Wednesday, March 07, 2007

Conservative Lies of Omission: Part 3 Crime Rates

In one of their later electoin ads, balloon, the Conservatives claimed that in 1995 Martin said crime would be down and Canada would be safer, but, they add, homicides are up and so is drug crime. So is violent crime up since 1995? Of course not. In 2003, the murder rate reached a 36 year low and violent crime is way down since the Liberals took office. The homicide rate did go up in 2004, but one year hardly a trend makes.

These are the facts:


The crime % change 1994 to 2004
Homicide -5.3
Attempted murder -29.4
Serious sexual assaults -32.6
Robbery -14
Total violent crime -9.7

The same broad decline can be found for property crime, down 24 per cent in the past decade, car theft (-3.5 %) and break-and-enters (-36 %)


http://www.cbc.ca/canadavotes/realitycheck/violent_crime.html

I am not inclined to give the Liberals much credit for the drop. If there is one thing criminologists agree on it is that the demographic makeup of a society plays a big role. The CBC does a good job of explaining this:

“Violent crime in this country rose steadily during the 1960s, '70s and '80s – the latter being the decade when the Brian Mulroney Conservatives were in power. It peaked in 1992, just before the Chrétien Liberals were returned to office, and for the most part has been dropping steadily ever since. Campaigning Liberals might like to take credit for this achievement, but that, too, would be to play loose with the facts.

The underlying reality is that crime rates are largely a function of demographics. Simply put, violent crime is carried out for the most part by young men between their late teens and late 30s; and probably has been since time immemorial. The decades-long rise that culminated in 1992 coincided with the miscreant faction among the baby boomers and the so-called echo generation that followed close on their heels.

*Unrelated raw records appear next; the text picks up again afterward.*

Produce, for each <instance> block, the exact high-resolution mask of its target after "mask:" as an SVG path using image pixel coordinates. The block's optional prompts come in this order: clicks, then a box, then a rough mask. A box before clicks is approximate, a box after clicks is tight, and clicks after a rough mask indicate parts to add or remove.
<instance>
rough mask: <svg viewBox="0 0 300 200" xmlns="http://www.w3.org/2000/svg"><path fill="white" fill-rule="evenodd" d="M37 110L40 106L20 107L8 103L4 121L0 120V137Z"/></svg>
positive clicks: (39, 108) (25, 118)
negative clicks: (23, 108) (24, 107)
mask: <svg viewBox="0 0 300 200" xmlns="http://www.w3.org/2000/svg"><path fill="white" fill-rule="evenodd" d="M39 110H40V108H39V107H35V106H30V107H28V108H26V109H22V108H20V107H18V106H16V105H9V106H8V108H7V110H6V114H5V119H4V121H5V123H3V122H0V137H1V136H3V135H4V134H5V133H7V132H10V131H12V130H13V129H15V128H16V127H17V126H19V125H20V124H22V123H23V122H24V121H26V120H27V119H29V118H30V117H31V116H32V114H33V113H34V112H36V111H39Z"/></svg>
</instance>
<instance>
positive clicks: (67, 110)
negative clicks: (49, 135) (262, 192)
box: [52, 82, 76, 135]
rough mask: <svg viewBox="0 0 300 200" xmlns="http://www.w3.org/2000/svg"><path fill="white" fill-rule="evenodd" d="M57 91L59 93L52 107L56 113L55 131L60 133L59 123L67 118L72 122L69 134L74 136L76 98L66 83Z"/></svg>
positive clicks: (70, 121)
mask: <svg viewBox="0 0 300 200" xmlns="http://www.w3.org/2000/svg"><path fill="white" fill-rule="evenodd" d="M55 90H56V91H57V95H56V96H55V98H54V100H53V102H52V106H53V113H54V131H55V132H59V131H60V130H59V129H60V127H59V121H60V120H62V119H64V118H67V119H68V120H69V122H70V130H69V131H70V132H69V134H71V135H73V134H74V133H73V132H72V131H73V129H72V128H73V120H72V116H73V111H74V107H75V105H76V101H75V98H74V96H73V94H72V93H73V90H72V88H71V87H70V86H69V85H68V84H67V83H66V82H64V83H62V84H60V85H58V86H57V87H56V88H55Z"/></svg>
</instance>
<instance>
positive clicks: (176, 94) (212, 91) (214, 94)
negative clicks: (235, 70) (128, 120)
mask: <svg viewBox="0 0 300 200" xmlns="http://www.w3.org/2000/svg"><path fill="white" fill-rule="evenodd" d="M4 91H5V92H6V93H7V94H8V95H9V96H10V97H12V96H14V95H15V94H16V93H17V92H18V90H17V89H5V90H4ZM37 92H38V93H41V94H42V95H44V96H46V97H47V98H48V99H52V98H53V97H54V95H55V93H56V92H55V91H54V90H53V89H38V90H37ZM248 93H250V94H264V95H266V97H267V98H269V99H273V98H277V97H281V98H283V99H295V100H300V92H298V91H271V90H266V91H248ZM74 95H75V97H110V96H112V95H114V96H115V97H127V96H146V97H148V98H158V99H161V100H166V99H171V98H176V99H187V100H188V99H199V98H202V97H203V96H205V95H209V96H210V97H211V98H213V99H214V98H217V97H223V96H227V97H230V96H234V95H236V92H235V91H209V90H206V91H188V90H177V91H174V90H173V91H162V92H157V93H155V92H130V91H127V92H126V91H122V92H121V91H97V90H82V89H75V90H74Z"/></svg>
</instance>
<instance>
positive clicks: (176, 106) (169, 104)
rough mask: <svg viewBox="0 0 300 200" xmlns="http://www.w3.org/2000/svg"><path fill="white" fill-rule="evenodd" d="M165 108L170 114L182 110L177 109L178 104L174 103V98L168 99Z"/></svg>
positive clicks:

When that contingent hit middle age, the rates for murder and violent crime fell – and, perhaps not coincidentally, counterfeiting shot up.”


http://www.cbc.ca/canadavotes/realitycheck/violent_crime.html


The Conservatives are right about one thing though; drug crime is up way up. It is up 52% over the past 10 years. Marijuana possession charges account for most of increase. Interesting enough, drug crime dropped 8% from 2003 to 2004. So the Conservatives are using 1995 as a bench mark for one claim and 2003 as a bench mark for the other.

Anyway, will drug crime go down when the Conservatives launch their War on Drugs? Not if the US is any guide. According to the US Bureau of Justice, Marijuana arrests have more than doubled in the US since 1991. There is both an opportunity cost and real cost to the tax papers to cracking down on marijuana and failing to follow through on plans for decriminalization. Indeed, the state of California, for example, saved nearly a $ 1 Billion by decriminalizing the personal possession of mere one once of marijuana. M. Aldrich and T. Mikuriya. 1988. Savings in California marijuana law enforcement costs attributable to the Moscone Act of 1976. Journal of Psychoactive Drugs 20: 75-81. Add to this the cost to productivity of of needlessly saddling hundreds of thousands of Canadians with a criminal record.